For many New Yorkers an oven is the place where you store winter clothes, extra aluminum foil and maybe some back issues of The New Yorker you aim to get to later. But some people actually use them (and their stoves), and get very unhappy if they are removed! Also, litigious. Meet Beverly Taki, 66, and her husband Louis Maione, 68, who, the Post reports, are now suing their old Park Avenue co-op board and management company after the gas to their commercial-size, six-burner double oven was inexplicably turned off for nearly ten months. They're looking for $27,000 to make up for the takeout and restaurant meals they say they were forced to consume while they waited.

Despite paying $5,700 a month in maintenance to live in 850 Park Avenue, the couple says that the gas to their apartment was turned off in October 2010 and was not fixed for nearly a year. Which, if you cook a lot (which Taki and Maione say they do) is not so cool! When they weren't using a hot plate to cook they say their lack of gas left them hanging. They had "to forgo their monthly dinner parties and annual holiday gatherings, they said." Further:

Instead of their annual Christmas Eve bash, for which Maione usually creates a fish dinner with lobster sauce that takes eight hours to prepare, the couple was forced to take guests to restaurants, racking up a whopping $1,700 bill instead of the usual $600, according to court papers.

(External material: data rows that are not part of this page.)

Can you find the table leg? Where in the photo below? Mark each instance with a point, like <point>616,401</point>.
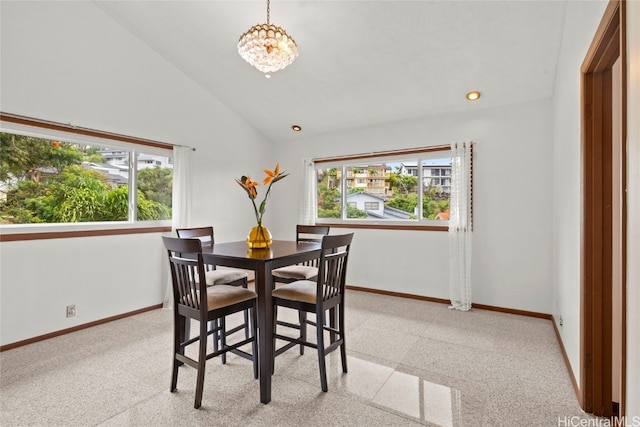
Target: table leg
<point>264,283</point>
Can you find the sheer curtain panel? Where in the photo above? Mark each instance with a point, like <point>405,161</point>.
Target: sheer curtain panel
<point>181,201</point>
<point>308,202</point>
<point>460,227</point>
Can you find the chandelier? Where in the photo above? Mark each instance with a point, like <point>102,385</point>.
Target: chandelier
<point>267,47</point>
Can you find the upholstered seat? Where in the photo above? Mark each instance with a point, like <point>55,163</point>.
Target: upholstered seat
<point>224,276</point>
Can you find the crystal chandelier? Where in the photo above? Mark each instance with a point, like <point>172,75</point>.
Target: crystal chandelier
<point>267,47</point>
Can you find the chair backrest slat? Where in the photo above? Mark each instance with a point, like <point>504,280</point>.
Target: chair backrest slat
<point>332,269</point>
<point>187,272</point>
<point>311,234</point>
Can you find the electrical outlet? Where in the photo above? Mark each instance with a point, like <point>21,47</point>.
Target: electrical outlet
<point>71,310</point>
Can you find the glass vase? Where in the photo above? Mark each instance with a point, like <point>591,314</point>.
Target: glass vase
<point>259,237</point>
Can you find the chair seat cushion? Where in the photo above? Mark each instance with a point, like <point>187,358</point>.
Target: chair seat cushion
<point>223,277</point>
<point>301,290</point>
<point>224,295</point>
<point>299,272</point>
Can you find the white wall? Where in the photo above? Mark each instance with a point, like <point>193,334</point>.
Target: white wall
<point>71,63</point>
<point>512,206</point>
<point>633,211</point>
<point>581,22</point>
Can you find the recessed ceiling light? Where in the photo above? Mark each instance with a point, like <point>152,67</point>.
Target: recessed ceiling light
<point>472,96</point>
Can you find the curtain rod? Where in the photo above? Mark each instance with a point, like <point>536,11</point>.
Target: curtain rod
<point>29,121</point>
<point>383,153</point>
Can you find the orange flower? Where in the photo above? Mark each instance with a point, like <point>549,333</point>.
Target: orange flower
<point>250,187</point>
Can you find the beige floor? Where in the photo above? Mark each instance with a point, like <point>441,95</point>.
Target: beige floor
<point>410,363</point>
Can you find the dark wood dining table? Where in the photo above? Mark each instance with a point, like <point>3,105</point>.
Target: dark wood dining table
<point>262,262</point>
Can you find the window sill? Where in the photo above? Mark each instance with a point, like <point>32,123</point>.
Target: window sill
<point>386,226</point>
<point>13,233</point>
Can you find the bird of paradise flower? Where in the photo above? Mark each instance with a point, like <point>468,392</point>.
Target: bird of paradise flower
<point>250,187</point>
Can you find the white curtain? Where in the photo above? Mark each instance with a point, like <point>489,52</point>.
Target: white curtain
<point>181,202</point>
<point>308,202</point>
<point>460,227</point>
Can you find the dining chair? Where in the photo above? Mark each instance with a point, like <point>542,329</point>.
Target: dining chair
<point>309,269</point>
<point>213,276</point>
<point>319,296</point>
<point>193,299</point>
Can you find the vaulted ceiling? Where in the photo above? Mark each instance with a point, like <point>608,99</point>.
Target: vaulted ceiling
<point>360,62</point>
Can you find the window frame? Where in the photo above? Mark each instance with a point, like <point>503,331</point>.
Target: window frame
<point>21,125</point>
<point>351,161</point>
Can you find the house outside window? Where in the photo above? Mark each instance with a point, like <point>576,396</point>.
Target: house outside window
<point>50,180</point>
<point>391,192</point>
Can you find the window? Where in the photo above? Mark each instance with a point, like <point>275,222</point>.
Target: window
<point>75,179</point>
<point>390,190</point>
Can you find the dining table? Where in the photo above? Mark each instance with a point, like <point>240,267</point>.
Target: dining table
<point>262,262</point>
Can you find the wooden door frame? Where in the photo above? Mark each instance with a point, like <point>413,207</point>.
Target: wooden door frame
<point>596,299</point>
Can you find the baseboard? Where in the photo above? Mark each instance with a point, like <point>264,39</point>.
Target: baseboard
<point>446,301</point>
<point>77,328</point>
<point>576,389</point>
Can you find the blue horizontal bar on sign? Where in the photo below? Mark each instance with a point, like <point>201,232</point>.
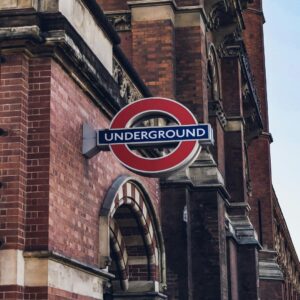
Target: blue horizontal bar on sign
<point>153,135</point>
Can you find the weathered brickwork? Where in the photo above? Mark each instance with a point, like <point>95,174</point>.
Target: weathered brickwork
<point>153,55</point>
<point>191,70</point>
<point>13,112</point>
<point>79,228</point>
<point>77,209</point>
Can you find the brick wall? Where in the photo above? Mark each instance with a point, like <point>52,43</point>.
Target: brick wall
<point>191,71</point>
<point>78,185</point>
<point>153,55</point>
<point>13,149</point>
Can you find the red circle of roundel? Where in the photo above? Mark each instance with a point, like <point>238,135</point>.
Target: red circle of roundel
<point>184,153</point>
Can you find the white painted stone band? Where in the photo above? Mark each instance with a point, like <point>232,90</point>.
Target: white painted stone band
<point>33,271</point>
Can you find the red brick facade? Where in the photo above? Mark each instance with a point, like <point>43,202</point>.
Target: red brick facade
<point>73,227</point>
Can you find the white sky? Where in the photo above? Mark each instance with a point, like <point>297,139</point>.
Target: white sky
<point>282,46</point>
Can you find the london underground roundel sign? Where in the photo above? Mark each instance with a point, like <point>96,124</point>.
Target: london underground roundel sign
<point>188,134</point>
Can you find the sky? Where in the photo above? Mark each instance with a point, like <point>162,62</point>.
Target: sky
<point>282,51</point>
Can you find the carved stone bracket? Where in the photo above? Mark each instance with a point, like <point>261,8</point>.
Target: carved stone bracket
<point>120,21</point>
<point>215,108</point>
<point>128,91</point>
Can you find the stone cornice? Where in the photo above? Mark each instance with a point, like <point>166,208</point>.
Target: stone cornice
<point>52,35</point>
<point>68,261</point>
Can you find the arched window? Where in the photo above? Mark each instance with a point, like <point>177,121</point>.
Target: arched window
<point>131,244</point>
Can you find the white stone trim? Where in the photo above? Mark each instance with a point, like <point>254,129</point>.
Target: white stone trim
<point>34,271</point>
<point>84,23</point>
<point>11,267</point>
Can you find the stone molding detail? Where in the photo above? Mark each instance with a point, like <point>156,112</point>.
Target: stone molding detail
<point>120,21</point>
<point>215,108</point>
<point>270,270</point>
<point>216,16</point>
<point>286,257</point>
<point>241,229</point>
<point>128,91</point>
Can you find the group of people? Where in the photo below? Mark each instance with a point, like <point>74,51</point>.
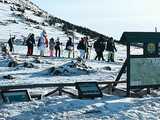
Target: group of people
<point>55,46</point>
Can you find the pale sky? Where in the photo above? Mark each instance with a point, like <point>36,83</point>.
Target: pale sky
<point>109,17</point>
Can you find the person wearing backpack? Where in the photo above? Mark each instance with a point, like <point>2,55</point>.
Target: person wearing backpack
<point>10,43</point>
<point>82,48</point>
<point>51,47</point>
<point>30,44</point>
<point>42,42</point>
<point>69,46</point>
<point>99,47</point>
<point>57,48</point>
<point>111,49</point>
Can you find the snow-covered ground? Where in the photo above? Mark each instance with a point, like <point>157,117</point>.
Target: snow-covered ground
<point>109,107</point>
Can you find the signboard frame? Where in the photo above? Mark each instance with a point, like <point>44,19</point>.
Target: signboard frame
<point>90,93</point>
<point>15,96</point>
<point>141,86</point>
<point>146,39</point>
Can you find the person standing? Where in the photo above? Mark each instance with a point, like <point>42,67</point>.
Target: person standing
<point>57,48</point>
<point>30,44</point>
<point>43,42</point>
<point>69,46</point>
<point>51,47</point>
<point>82,48</point>
<point>111,49</point>
<point>87,47</point>
<point>99,47</point>
<point>10,43</point>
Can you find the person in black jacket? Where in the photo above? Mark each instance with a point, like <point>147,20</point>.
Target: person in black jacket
<point>111,49</point>
<point>57,48</point>
<point>82,48</point>
<point>10,43</point>
<point>30,44</point>
<point>69,46</point>
<point>99,47</point>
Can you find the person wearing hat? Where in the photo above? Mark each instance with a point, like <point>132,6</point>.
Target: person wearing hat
<point>43,42</point>
<point>111,49</point>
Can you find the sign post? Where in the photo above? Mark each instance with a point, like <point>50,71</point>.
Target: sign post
<point>143,69</point>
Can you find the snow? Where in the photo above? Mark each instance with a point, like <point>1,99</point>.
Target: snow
<point>109,107</point>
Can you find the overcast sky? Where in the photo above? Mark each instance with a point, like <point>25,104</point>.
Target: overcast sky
<point>109,17</point>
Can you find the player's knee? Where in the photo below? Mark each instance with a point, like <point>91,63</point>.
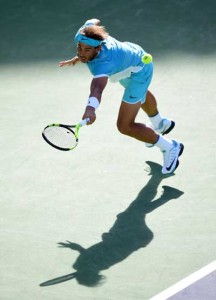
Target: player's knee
<point>124,128</point>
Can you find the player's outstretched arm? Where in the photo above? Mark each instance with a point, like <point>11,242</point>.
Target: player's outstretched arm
<point>71,62</point>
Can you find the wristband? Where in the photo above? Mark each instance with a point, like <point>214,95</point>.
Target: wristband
<point>93,102</point>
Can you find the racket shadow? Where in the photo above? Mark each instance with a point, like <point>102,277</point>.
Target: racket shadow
<point>128,234</point>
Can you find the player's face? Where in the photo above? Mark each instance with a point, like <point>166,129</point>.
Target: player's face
<point>86,52</point>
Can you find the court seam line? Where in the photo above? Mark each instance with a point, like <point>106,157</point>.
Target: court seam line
<point>184,283</point>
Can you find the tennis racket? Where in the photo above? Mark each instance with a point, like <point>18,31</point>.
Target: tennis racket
<point>63,137</point>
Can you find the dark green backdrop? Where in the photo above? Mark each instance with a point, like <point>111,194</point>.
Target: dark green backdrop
<point>39,30</point>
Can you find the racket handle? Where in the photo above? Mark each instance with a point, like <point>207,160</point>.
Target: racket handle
<point>84,122</point>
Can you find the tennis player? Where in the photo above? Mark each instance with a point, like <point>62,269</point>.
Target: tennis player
<point>108,58</point>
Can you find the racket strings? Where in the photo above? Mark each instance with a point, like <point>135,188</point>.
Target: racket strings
<point>61,137</point>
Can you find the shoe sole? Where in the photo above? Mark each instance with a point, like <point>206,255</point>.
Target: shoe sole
<point>177,162</point>
<point>170,128</point>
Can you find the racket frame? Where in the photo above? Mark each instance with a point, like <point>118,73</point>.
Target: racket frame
<point>68,127</point>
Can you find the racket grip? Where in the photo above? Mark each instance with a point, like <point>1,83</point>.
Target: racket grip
<point>84,122</point>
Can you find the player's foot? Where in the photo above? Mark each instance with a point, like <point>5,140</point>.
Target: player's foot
<point>166,125</point>
<point>171,156</point>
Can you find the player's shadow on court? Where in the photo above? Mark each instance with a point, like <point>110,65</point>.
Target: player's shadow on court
<point>128,234</point>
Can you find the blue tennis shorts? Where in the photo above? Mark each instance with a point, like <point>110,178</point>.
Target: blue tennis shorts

Eventually the issue got so bad the couple decided to sell and move out (helped by the fact that the building refused to install an electric stove while the mysterious gas issue was resolved). They sold the apartment in July of last year for $4.4 million and moved to a $12,400-a-month rental on Central Park South. And when you consider rent like that, what they're asking for from their old building really isn't that bad. Not even two month's rent!